Maternity discrimination and a personal take on parental leave | Howells Solicitors

Maternity discrimination and a personal take on parental leave

It has long been the case that employees who are pregnant or on maternity leave are protected from discrimination or being dismissed because of their pregnancy or maternity leave. But for every respectable employer treating pregnant employees with decency, there are others that think that maternity leave is nothing but an inconvenience.

The Department for Business, Innovation and Skills and the Equality and Human Rights Commission published a report on pregnancy discrimination in the workplace. Some of the main findings of their research are staggering:

• 11% reported they had been dismissed, made redundant or been treated so badly that they had to resign after notifying their employer of their pregnancy
• 20% said they had experienced harassment because of their pregnancy
• 27% of employers felt pregnancy put an unreasonable cost burden on the company
• 68% of mothers made flexible working requests and of those requests that were approved, 51% of them said that they felt they were treated negatively because of this.

Howells employment and discrimination team regularly handle pregnancy discrimination claims. But whilst there is legal protection for pregnant employees and those on maternity leave, it was estimated that only 1% of women would pursue a discrimination claim. This may well be due to the fees involved for seeking legal advice.

Howells Solicitors provides discrimination advice under the Civil Legal Advice scheme, as one of only three specialist providers nationally. This legal help scheme offers free legal assistance to those who are financially eligible.

As the workplace is changing, businesses need to be more agile as flexible working is becoming common place. More often than not, employers tend to find that permitting flexible working increases loyalty, morale and productivity.
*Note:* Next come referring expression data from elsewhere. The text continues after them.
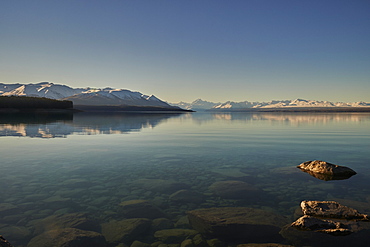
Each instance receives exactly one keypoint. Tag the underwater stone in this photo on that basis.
(73, 220)
(68, 237)
(173, 236)
(4, 242)
(234, 189)
(161, 224)
(160, 185)
(186, 196)
(125, 230)
(320, 225)
(238, 223)
(331, 209)
(140, 209)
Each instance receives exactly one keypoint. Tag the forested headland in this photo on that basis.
(32, 103)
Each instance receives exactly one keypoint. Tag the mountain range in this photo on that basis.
(83, 96)
(123, 97)
(297, 103)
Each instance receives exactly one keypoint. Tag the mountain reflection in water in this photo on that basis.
(62, 125)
Personally, I have, thankfully, recently had a positive experience of parental leave. While often the arrival of a new baby is associated with the mother taking 9 -12 months maternity leave and the father having 2 weeks paternity leave, a new scheme was introduced in 2014 – shared parental leave. This summer, I embarked on a 3 month period of shared parental leave. To have this opportunity to take this precious time off is one I could not turn down. I’m a pioneer for shared parental leave within the firm. Take up nationally has been very low – data from HMRC shows that only 3,000 couples took SPL in the first quarter of 2016, which equates to 2% of those families in which the mother took maternity leave during this time.

I can only be thankful for Howells being supportive in the way that all employers need to be in the modern world. The roles of men and women are changing, the set routine of a 9-5, Monday to Friday working week are changing and now is the time for employers to adapt and I can only encourage them to do so for the benefit of not just their employees but their business as well.